Ian Hazel

Personal information
- Full name: Ian Hazel
- Date of birth: 1 December 1967 (age 58)
- Place of birth: Merton, London, England
- Height: 5 ft 10 in (1.78 m)
- Position: Midfielder

Team information
- Current team: AFC Wimbledon (first team scout)

Youth career
- 000?–1985: Wimbledon

Senior career*
- Years: Team / Apps / (Gls)
- 1985–1989: Wimbledon / 10
- 1989: → Bristol Rovers (loan) / 3 / (0)
- 1989–1992: Bristol Rovers / 18 / (0)
- 1992: Maidstone United / 8 / (0)
- 1992–1994: Slough Town / 91 / (14)
- 1994–1995: Aylesbury United
- 1995–1996: Carshalton Athletic
- 1996–1998: Chesham United
- 1998–2001: Tooting & Mitcham United
- 2003: Banstead Athletic

Managerial career
- 000?–2002: Tooting & Mitcham
- 2003: Molesey
- 2003–2004: Walton & Hersham
- 2006–2007: Sutton United
- 2007–2008: Leatherhead

= Ian Hazel =

English footballer (born 1967)

Ian Hazel (born 1 December 1967) is an English former professional footballer who played as a midfielder.

==Career==
Hazel began his career as an apprentice with Wimbledon, turning professional in December 1985. He was never a regular with the Dons and moved to Bristol Rovers on loan in February 1989. He joined Rovers on a full contract in July 1989, leaving to join Maidstone United, after a brief spell at Gloucester City, on a non-contract basis in March 1992.

In the 1992 close season, he joined Slough Town, moving to Aylesbury United in August 1994. He moved to Carshalton Athletic in 1995 and to Chesham United in 1996.

In October 1998, Hazel joined Tooting & Mitcham United where he later became player-coach and then manager.
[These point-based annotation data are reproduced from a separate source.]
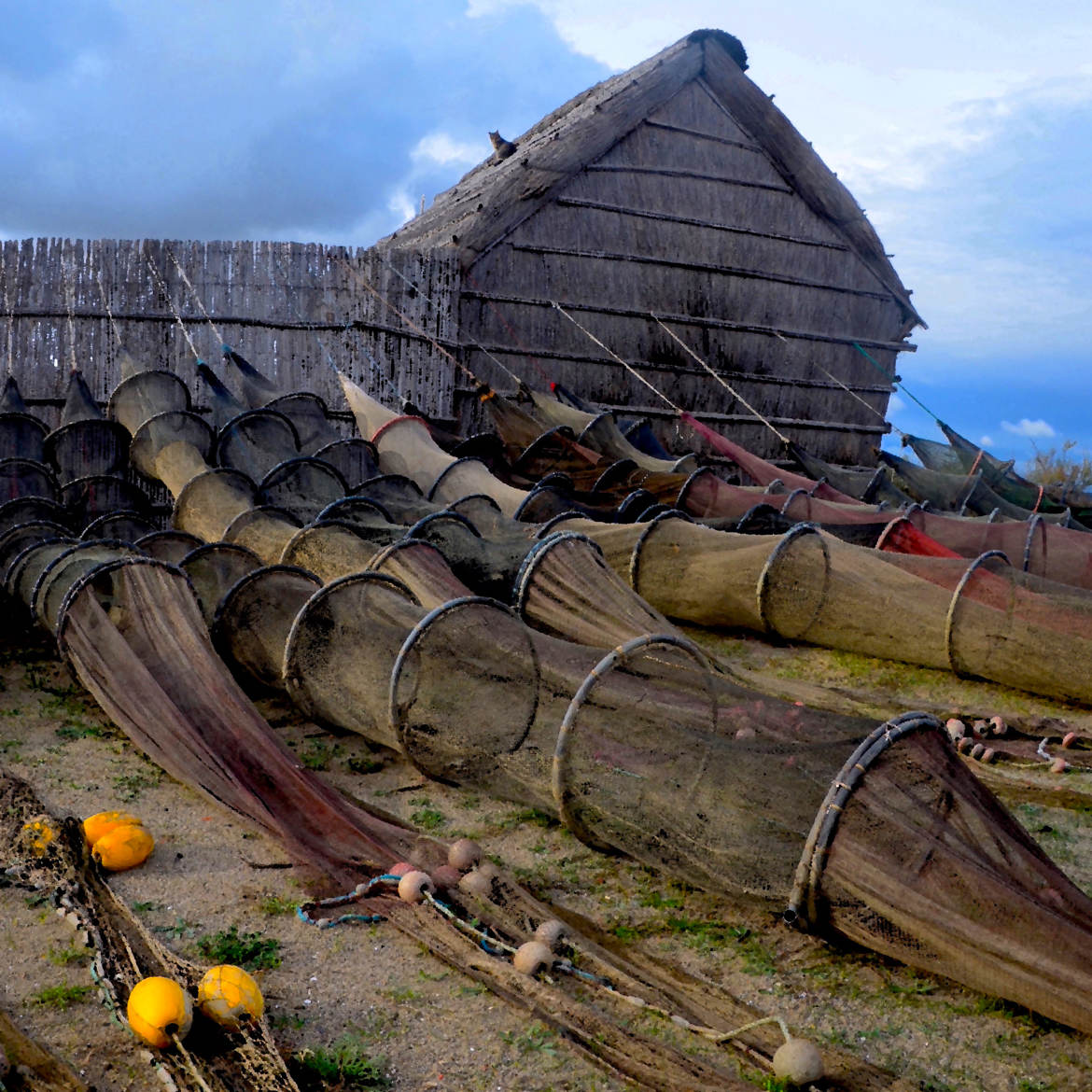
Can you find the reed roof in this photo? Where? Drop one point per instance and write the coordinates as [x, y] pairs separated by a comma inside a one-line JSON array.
[[497, 196]]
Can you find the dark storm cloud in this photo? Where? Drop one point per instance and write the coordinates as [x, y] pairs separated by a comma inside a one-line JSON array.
[[205, 120]]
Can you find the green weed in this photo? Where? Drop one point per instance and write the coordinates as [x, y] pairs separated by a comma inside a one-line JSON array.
[[344, 1065], [273, 905], [71, 955], [60, 997], [248, 950], [427, 817], [538, 1039]]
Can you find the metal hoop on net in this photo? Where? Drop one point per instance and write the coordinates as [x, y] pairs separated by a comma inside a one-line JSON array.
[[564, 796], [804, 903]]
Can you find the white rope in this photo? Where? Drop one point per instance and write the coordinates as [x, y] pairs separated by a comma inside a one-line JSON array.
[[174, 310], [68, 277], [109, 314], [615, 357], [781, 436], [193, 293], [508, 371]]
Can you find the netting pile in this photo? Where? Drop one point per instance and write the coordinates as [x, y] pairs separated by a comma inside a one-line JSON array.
[[583, 700]]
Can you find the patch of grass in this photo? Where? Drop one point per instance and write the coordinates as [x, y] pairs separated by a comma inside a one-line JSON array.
[[274, 905], [71, 955], [364, 763], [318, 755], [129, 786], [179, 930], [78, 730], [427, 817], [771, 1084], [912, 987], [660, 901], [538, 1039], [248, 950], [343, 1065], [60, 997], [705, 936], [525, 817]]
He resigned as manager in November 2002. In February 2003 he became manager of Molesey. but left that June after saving the club from relegation.
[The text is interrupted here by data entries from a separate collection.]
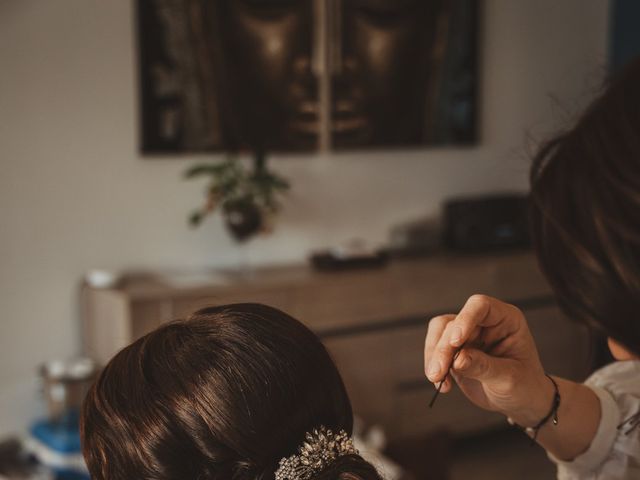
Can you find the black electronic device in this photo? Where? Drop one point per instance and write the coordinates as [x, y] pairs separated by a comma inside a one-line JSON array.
[[486, 223]]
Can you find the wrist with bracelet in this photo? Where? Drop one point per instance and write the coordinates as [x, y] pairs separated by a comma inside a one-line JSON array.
[[552, 415]]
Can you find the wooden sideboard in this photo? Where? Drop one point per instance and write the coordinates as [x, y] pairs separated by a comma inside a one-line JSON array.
[[372, 321]]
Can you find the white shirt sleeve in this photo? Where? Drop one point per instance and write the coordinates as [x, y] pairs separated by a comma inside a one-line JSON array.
[[614, 452]]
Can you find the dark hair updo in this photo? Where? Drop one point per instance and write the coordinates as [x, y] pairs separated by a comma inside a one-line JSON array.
[[224, 394], [585, 190]]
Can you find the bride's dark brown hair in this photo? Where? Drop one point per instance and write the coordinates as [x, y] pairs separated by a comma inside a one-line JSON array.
[[585, 191], [223, 394]]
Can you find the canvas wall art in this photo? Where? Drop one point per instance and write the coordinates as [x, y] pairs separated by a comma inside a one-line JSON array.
[[302, 75]]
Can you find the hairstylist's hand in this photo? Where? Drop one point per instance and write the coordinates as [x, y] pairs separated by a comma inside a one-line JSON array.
[[498, 367]]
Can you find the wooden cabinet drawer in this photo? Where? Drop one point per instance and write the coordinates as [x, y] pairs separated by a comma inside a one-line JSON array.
[[451, 412]]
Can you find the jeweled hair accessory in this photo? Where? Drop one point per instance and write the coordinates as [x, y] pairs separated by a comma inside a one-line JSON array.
[[320, 448]]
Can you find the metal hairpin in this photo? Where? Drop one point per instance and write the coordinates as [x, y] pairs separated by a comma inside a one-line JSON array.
[[437, 392]]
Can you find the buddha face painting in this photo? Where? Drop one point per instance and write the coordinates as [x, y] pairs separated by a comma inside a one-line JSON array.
[[385, 66], [266, 51], [393, 70]]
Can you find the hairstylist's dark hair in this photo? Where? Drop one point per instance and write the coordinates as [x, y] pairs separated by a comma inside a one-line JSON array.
[[585, 213], [224, 394]]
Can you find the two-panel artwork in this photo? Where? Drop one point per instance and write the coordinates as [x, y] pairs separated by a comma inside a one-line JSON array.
[[303, 75]]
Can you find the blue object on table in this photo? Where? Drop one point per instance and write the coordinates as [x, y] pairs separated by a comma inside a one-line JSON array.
[[56, 445]]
In November 2003, while working full-time as a coach for Fulham, Hazel joined Banstead Athletic as a player, playing for the first time in three years. In December 2003 he took over as manager of Walton & Hersham, where he went on to have a 17 match unbeaten run.

He worked for the Fulham academy for 18 months until March 2006 when he took over as manager of Sutton United, from where he resigned in October 2007. Two weeks later he took over as manager of Leatherhead. Hazel resigned from first team manager at Leatherhead in 2008.

Hazel worked at Carshalton Athletic as the head of the club's youth academy set-up. He temporarily took charge of the first team on five occasions, the last being in September 2012 following the departure of Paul Dipre from the role.

Hazel later worked at Wimbledon as first team scout.